Monday, December 01, 2008

Book Reviews - November 30, 2008


It's that time again - book reviews!  I have read several books recently and have some thoughts to share.  I've linked to Amazon if you are interested in purchasing one of these books, but I would suggest that you check your local library first.  No sense spending money on a book you're only going to read once!

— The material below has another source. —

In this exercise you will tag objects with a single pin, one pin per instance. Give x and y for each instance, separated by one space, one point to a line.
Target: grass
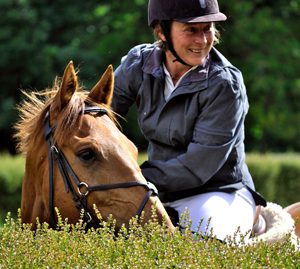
151 246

These are just short little reviews to give you an idea of whether or not you should spend the time to read the book yourself.  So, here goes -

This is a history of the Black Sox and the 1919 World Series - the World Series that was lost because of the actions of eight members of the White Sox team.  I love the history of baseball and got interested in this book because Mr. Math Tutor and I watched the movie based on this book (by the same name).  I found this a fascinating book.  The author covered the scandal from all angles - the gamblers, the players, the owners.  My only complaint with the book is that all the different characters get confusing.  Apparently, there were three different groups of gamblers trying to affect the outcome of the World Series and it was hard to sort out who was who.  Otherwise, it was a great book.  B+

Karl Giberson is a professor of physics at Eastern Nazarene College.  He grew up learning that the Young-Earth Creation (YEC) position that reads the first chapter of Genesis as literal, scientific history was correct.  He went to a Christian college with the idea of learning more science to help shore up the YEC camp.  What he found, though, was quite different.  In the science and theology departments, he met scholars who were committed to the truth of Scripture, but who believed that life on earth has developed through biological evolution.  Over time, he came to believe the same thing, and has written a book to support it.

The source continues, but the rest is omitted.